The Right to Grieve

Participants:

faye_icon.gif peyton_icon.gif

Scene Title The Right to Grieve
Synopsis Peyton and Faye resume living after the death of the one man who binds them together.
Date March 23, 2010

Upper West Side Peyton's Apartment


It's getting close to evening hours when the door to the guest bedroom finally opens. Dressed in a bathrobe over pajamas, the woman no longer looks or feels like the mother of a twenty year old. Faye could now pass for a big sister, as she glances into the open hall bathroom and sees her face in the mirror. Most of the signs of aging have faded, and she's back to the way she looked when she'd still been in the Coast Guard. It's odd— the physical change, along with the psychological damage…

Of feeling a man she loved die. It didn't seem violent, or painful. It was passive in comparison to the one time it'd happened before.

"Peyton?" she asks, moving slowly toward the front of the expensive apartment. They never finished the second batch of cookies. They never even got to eat the first… Nor did they get to watch their movie. The whole day changed from what they'd imagined… But at least they're both still here to talk about it.

Peyton is curled up on the sofa under her purple chenille throw, not sleeping but simply staring into space. There's nothing on the television, and the room is mostly dark — a fire helps to warm the room and there are a couple of candles lit here and there, scenting the room with a sweet apple scent. She lifts her head and is on her feet as soon as she hears her mother's voice.

"Faye," she says, looking relieved to see her mother awake again. "Are you feeling okay? Can I get you anything?" she asks, perhaps to earnestly — it's easier to fuss over someone else than to deal with her own feelings, after all. It's easier to get food and drink and medicine than to try to sort out her conflicting emotions from the night before. Her eyes are puppyish as she looks into Faye's face, searching for some task she can do to help make things better and to also take her mind off her own thoughts.

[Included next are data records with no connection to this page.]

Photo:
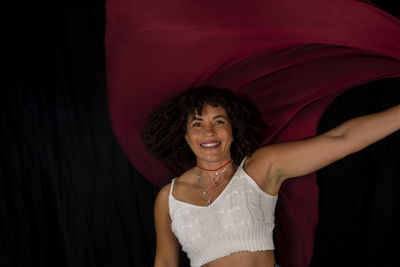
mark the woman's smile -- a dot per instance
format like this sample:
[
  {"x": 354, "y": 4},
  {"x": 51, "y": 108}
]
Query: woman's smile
[{"x": 209, "y": 136}]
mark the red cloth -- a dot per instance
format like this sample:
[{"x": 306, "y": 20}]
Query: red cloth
[{"x": 291, "y": 58}]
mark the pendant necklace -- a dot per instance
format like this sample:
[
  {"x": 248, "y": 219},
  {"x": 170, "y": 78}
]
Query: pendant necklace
[{"x": 218, "y": 174}]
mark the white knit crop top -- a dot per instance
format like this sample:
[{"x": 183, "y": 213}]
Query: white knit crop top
[{"x": 241, "y": 218}]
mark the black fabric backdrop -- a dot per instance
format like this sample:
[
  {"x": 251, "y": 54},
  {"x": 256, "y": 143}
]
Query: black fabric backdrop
[{"x": 69, "y": 196}]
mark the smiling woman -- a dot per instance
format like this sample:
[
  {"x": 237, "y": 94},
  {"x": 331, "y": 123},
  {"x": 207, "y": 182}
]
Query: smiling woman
[
  {"x": 174, "y": 116},
  {"x": 221, "y": 211}
]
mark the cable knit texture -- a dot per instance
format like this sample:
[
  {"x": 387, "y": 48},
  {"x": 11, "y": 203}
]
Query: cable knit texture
[{"x": 241, "y": 218}]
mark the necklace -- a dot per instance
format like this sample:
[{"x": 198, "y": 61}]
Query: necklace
[
  {"x": 216, "y": 170},
  {"x": 208, "y": 200},
  {"x": 218, "y": 174}
]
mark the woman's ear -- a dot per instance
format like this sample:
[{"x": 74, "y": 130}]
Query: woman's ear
[{"x": 187, "y": 139}]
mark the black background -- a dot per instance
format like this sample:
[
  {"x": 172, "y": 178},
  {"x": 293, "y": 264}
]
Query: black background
[{"x": 69, "y": 196}]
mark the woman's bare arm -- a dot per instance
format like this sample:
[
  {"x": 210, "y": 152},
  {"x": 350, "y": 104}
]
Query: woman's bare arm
[
  {"x": 167, "y": 249},
  {"x": 297, "y": 158}
]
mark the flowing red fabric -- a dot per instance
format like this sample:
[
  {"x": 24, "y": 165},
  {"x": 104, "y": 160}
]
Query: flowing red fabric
[{"x": 290, "y": 58}]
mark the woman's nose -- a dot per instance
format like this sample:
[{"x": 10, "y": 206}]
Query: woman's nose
[{"x": 209, "y": 130}]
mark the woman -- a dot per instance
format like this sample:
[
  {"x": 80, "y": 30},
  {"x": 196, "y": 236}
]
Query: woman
[{"x": 222, "y": 210}]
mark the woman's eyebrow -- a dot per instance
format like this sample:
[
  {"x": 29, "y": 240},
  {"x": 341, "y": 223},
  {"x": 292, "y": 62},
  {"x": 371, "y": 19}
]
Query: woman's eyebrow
[
  {"x": 220, "y": 116},
  {"x": 195, "y": 118}
]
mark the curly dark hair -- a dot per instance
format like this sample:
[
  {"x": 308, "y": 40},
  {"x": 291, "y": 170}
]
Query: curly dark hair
[{"x": 164, "y": 134}]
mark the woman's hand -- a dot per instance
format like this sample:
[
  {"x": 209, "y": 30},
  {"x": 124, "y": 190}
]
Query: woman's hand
[{"x": 279, "y": 162}]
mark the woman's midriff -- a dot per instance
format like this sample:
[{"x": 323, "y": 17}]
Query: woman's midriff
[{"x": 263, "y": 258}]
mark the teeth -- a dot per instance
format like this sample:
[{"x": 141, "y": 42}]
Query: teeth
[{"x": 210, "y": 144}]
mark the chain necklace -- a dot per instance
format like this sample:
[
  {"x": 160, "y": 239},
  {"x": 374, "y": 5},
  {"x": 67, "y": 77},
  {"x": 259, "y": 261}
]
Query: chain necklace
[{"x": 218, "y": 174}]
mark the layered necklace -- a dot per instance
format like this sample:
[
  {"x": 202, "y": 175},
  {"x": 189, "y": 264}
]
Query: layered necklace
[{"x": 215, "y": 176}]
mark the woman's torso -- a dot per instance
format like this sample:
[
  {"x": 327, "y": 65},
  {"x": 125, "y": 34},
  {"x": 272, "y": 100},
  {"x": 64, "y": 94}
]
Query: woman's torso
[{"x": 186, "y": 192}]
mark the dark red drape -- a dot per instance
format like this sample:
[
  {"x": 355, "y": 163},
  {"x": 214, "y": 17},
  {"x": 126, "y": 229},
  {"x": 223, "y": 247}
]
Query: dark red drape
[{"x": 290, "y": 58}]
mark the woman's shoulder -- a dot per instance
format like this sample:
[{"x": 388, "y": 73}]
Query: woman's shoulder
[{"x": 178, "y": 183}]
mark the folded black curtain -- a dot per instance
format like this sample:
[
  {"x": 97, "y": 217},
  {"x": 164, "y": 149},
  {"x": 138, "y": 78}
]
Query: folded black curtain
[{"x": 68, "y": 194}]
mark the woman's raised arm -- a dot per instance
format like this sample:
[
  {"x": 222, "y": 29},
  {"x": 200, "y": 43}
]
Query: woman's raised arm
[
  {"x": 167, "y": 249},
  {"x": 297, "y": 158}
]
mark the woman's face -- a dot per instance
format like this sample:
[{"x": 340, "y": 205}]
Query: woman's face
[{"x": 210, "y": 136}]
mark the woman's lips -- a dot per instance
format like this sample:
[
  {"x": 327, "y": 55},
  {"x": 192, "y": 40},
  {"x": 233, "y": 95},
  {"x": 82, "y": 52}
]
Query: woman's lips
[{"x": 210, "y": 144}]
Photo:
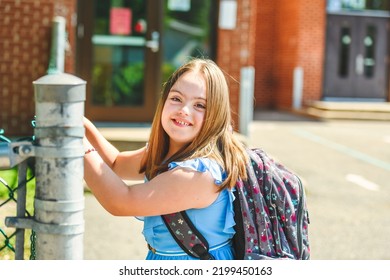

Like mother like daughter.

There's a smile that tugs into being on Faye's lips, before she walks closer and wraps her arms around her daughter. "I'm okay," she simply says, even if it's only as true as… the sky being blue. These days it's mostly gray. That's how this feels. Gray and thick, with threatening storms of freezing rain and snow. "I think we should go to my apartment tomorrow, after I finish checking in to work, and do a few rounds. There's… I have some photographs. From before."

When they first met, she'd not wanted to talk about the girl's father at all, but now— now she might think she has to. Or maybe she wants to for herself, too. "Ones that he took, so he's not actually in any of them. You should see them."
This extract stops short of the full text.